At the centre of this suite is the Bow Room, through which thousands of guests pass annually to the current Queen's Garden Parties on the front lawn.

The Bow Room [Library]

The 1855 Room

This 1855 Room room is named after a visit in that year by Emperor Napoleon III of France. 

Bibliography :

- "Life of Queen Victoria", T Nelson & Sons, London, 1897 (from my personal collection).
 - Various written and Internet sources.
- Most images have been "collected" over the last couple of years and I have not always recorded the source. Most appear to be in the public domain and often frequently copied or are only low resolution however if copyright has been infringed please advise me so that I can remove them or provide a link.

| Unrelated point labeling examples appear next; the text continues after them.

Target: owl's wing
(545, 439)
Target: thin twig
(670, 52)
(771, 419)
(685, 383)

  1. Catherine Golden23 June 2014 at 07:09

    These are wonderful images. Are they in the public domain?

    1. Yes, they are wonderful. Unless otherwise stated under an image all are simply taken from various Internet sources but as I collected them over a number of years I didn't always record the source as at the time I wasn't thinking of creating a Blog with them. So yes, most of these low resolution images are in the public domain.

    2. Catherine Golden24 June 2014 at 01:39

      Hi! Thanks for your speedy replay. The picture I am particularly interested in is the first in the blog, which is "The original frontage of Buckingham Palace as designed by Edward Blore, and viewed from St James's Park Lake, 1897." My sister and I published a Victorian themed children's book last year entitled Victorian Cat Tales: The Life and Times of Rose and Leopold. We use period images from the public domain as backdrops for the sculptures my sister creates. We are working on the sequel, due to the publisher soon, and we need a backdrop of Buckingham Palace gardens. I would love to use your image, and I can credit you if you give me something to include. Here is the website for our book: Thank you for considering. Catherine
      [From my own collection]

    3. How fascinating Catherine. Could you please email me (my email address is in the "Click Here to Email Me" box in the right-hand menu bar) and i'll be able to easily sort this for you. Thanks

  2. Fabulous photos. I went on a Chinese Art course at Buckingham Palace last September and we were shown around the semi State rooms on the East front and also the rooms off the Bow Room

  3. Oh, I didn't know they did such courses, how fascinating

  4. How wonderful it is to see some of those old photos! One thing though... The Princess Royal sitting for a portrait is not in The Royal Closet but in the Throne Room, look at the ceiling ant the overdoor carvings. The proportion of the room looks wrong on the picture, but it surely is th Throne Room :)

    1. Well spotted, thank you, I should have noticed this but simply relied on the original attribution which was very, very wrong.... Regards & thanks :-)

  5. Be neat to see these rooms now. Does the current Queen now occupy Victoria's bedroom as hers ?? Very nice pictures.